6

The Problem:

Note: NO_BACKSLASH_ESCAPES mode is ENABLED.

I am using mysqli prepared statements for querying the database. The target code is like:

$conn = new mysqli('localhost', 'root', 'mypass', 'mydb');
$stmt = $conn->prepare('select * from `table` where `data` like ?;');

Now, let's say I manually(from mysql client, not from php) insert 3 records which have the literal values of JDxDD, JD_DD and JD\DD:

INSERT INTO `table` SET `data` = 'JDxDD';
INSERT INTO `table` SET `data` = 'JD_DD';
INSERT INTO `table` SET `data` = 'JD\DD';

Now, consider this:

$stmt = $conn -> prepare('SELECT * from `table1` where `data` like ?;');
$key = 'JD_DD';
$stmt -> bind_param('s', $key);
$stmt-> execute();

This returns all 3 rows, as expected. Now, I want to just select the one with value JD_DD (i.e. exclude the JDxDD and JD\DD). So, as answered here, I need to escape the _ using escape keyword to $key = 'JD\_DD';.

However, this:

$stmt = $conn -> prepare('SELECT * from `table1` where `data` like ? escape \'\\\';');
/*
first and last \ are for putting the ' quote,
middle 2 are for putting a \ as a part of string.
*/

evaluates the $stmt to be false, calling $conn->error gives this error:

You have an error in your SQL syntax; check the manual that corresponds to your MariaDB server version for the right syntax to use near ''\'' at line 1

Both of following codes give the same Syntax error as above:

(1) I tried switching to " for encapsulating the query, as:

$stmt = $conn -> prepare("SELECT * from `table1` where `data` like ? escape '\\';");

(2) And this:

$stmt = $conn -> prepare("SELECT * from `table1` where `data` like ? escape '\';");

Please note that $key = 'JD\_DD';, while can be effectively used with (instead of LIKE) an = operator, is just an example. The $key can be complex such as 'JD\_D%\_X%'; or like.

My efforts:

Here are some codes that produces the desired output:

(1) Using an alternative escape character:

$stmt = $conn -> prepare("SELECT * from `table1` where `data` like ? escape '|';");
$key = 'JD|_DD';
$stmt->bind_param('s', $key);

This works fine as one would expect.

(2) Omitting the escape word altogether:

$stmt = $conn -> prepare('SELECT * from `table1` where `data` like ?;');
$key = 'JD\_DD';
$stmt->bind_param('s', $key);

This produces the desired JD_DD output. Why?? Even with the NO_BACKSLASH_ESCAPES MODE ENABLED, why does \ works as an escape character?

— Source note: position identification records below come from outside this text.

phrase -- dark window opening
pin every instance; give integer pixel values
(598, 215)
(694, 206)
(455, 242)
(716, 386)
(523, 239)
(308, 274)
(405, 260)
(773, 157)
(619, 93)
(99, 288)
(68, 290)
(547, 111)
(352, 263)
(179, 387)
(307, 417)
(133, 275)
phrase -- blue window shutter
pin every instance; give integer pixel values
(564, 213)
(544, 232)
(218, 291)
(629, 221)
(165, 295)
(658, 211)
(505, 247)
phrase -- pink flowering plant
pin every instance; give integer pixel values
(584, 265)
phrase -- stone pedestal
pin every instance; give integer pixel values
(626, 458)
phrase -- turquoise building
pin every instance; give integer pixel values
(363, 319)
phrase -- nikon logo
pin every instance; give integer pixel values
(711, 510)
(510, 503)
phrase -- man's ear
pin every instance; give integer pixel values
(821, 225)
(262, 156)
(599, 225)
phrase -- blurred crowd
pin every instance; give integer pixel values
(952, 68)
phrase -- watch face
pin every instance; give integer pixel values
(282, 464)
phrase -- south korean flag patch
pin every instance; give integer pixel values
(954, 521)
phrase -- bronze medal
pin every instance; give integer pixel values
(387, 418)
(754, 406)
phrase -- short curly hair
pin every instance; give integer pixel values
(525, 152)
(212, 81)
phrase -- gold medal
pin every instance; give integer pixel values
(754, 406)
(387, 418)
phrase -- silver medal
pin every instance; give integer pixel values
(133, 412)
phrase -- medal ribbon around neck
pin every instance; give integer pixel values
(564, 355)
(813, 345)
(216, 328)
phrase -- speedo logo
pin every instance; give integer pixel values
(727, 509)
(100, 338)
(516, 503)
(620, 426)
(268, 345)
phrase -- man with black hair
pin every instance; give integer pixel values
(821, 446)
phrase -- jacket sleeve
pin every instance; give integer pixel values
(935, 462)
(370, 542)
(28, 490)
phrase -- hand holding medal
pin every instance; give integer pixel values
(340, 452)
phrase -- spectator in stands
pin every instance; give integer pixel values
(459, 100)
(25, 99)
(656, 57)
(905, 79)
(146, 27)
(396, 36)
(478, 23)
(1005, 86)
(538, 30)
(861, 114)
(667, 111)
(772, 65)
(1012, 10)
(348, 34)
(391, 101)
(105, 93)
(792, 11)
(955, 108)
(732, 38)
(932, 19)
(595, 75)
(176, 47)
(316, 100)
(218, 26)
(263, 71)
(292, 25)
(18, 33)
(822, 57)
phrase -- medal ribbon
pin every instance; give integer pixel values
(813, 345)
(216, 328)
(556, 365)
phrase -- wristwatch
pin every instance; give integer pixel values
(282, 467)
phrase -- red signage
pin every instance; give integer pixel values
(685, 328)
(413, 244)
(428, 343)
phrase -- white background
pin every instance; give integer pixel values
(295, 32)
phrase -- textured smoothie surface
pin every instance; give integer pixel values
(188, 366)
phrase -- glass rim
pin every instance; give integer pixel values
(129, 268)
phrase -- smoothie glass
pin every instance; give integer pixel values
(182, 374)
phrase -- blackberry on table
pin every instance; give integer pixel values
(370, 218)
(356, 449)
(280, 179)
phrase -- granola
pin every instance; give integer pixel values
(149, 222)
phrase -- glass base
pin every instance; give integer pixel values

(3) The following also works:

$stmt = $conn -> prepare("SELECT * from `table1` where `data` like ? escape '\\\';");
$key = 'JD\_DD';
$stmt->bind_param('s', $key);

(4) And so does the following:

$stmt = $conn -> prepare("SELECT * from `table1` where `data` like ? escape '\\\\';");
$key = 'JD\_DD';
$stmt->bind_param('s', $key);

The (3) and (4) produce the same output. Again, Why?

(5) Also, I could turn off the NO_BACKSLASH_ESCAPES mode, but that seems more like a workaround rather than a solution.

The mariadb docs says:

If you need to match the characters _ or %, you must escape them. By default, you can prefix the wildcard characters the backslash characer \ to escape them. The backslash is used both to encode special characters like newlines when a string is parsed as well as to escape wildcards in a pattern after parsing. Thus, to match an actual backslash, you sometimes need to double-escape it as "\\\\".

To avoid difficulties with the backslash character, you can change the wildcard escape character using ESCAPE in a LIKE expression. The argument to ESCAPE must be a single-character string.

Also, this SO post showed a bug that was fixed in MariaDB 10.1.22. I am using MariaDB 10.1.13, and that bug is fixed in my version. (i.e. select 'a%b' like '%\%\%'; returns 0 as expected.)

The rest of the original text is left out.